Why the PM’s Brexit would not be saved by her martyrdom

Even if the PM were to offer to quit tomorrow, she would not not win her vote. Credit: PA

Even if the PM were to offer to quit tomorrow, she would not not win her vote.

Because for the True Brexit believers of the European Research Group, the backstop is more important than who occupies Number 10.

They have been sounded out by ministers about whether they would back the PM’s reworked Brexit deal, if Theresa May were to offer herself up in ritual sacrifice.

They have rejected her martyrdom. Partly because they are sure it will happen come what may.

But more importantly because they fear that even if one of their own - a Raab, Johnson or Davis - succeeded May, it would be impossible to cancel the backstop.

There are fewer than three weeks until the UK is due to leave the EU. Credit: PA

And annulling the backstop is more important - for them - than determining who occupies Number 10.

One of their number told me that even if a “proper” Brexiter became PM in short order - and they are by no means confident of that - they simply don’t see how they would ever get out of the backstop, short of reneging on the Withdrawal Agreement AFTER it has been ratified.

"We are not in the business of ripping up international treaties," he said. "We’ve thought about it but it is not a good look for this country."

So burying the backstop is all that matters to them.

And what that motivates the ERG to do is to ensure both that the PM loses the meaningful vote tomorrow - which ministers expect her to do by a margin of well over 100 votes - and then that Parliament does not eliminate the option of a no-deal Brexit in any binding and permanent way.

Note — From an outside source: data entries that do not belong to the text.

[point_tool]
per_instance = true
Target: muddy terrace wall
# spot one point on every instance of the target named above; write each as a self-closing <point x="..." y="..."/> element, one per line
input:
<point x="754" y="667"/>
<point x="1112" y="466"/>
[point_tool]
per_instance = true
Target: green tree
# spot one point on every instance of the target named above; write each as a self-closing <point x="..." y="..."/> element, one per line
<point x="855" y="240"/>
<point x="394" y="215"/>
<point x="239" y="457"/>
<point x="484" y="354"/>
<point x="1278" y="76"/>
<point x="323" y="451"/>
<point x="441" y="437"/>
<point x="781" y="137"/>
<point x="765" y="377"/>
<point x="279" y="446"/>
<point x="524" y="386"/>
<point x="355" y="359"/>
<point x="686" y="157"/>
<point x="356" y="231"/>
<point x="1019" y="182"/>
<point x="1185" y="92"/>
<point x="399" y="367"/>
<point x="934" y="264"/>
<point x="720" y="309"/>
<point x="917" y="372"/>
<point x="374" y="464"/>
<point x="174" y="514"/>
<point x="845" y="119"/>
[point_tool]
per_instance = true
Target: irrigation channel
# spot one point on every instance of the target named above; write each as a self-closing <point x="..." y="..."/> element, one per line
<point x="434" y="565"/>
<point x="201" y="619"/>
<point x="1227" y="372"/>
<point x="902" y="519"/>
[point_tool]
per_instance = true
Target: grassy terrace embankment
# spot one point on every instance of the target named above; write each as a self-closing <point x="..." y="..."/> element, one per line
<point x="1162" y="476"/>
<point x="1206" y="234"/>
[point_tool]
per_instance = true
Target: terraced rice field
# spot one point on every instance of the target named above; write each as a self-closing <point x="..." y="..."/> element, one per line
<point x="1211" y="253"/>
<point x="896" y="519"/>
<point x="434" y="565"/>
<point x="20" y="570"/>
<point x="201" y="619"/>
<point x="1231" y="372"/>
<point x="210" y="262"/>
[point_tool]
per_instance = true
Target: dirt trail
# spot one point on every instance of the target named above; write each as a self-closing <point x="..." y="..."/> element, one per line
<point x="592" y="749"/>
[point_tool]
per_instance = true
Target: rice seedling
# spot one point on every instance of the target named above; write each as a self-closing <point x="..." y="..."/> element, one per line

I will elaborate on this soon, but my own central projection has not changed - that even if MPs seize some control of the Brexit agenda, as per the manoeuvering by the three-headed backbench beast known as Letwin-Cooper-Boles, we are heading for a no-deal Brexit, though more likely at the end of June than the end of March.

And for what it’s worth, when I put this to members of the Cabinet, no one seriously demurs - though few actively want that outcome.

Arguably we are witnessing the greatest diplomatic humiliation for a British government in more than half a century, and our political system seems powerless to prevent it.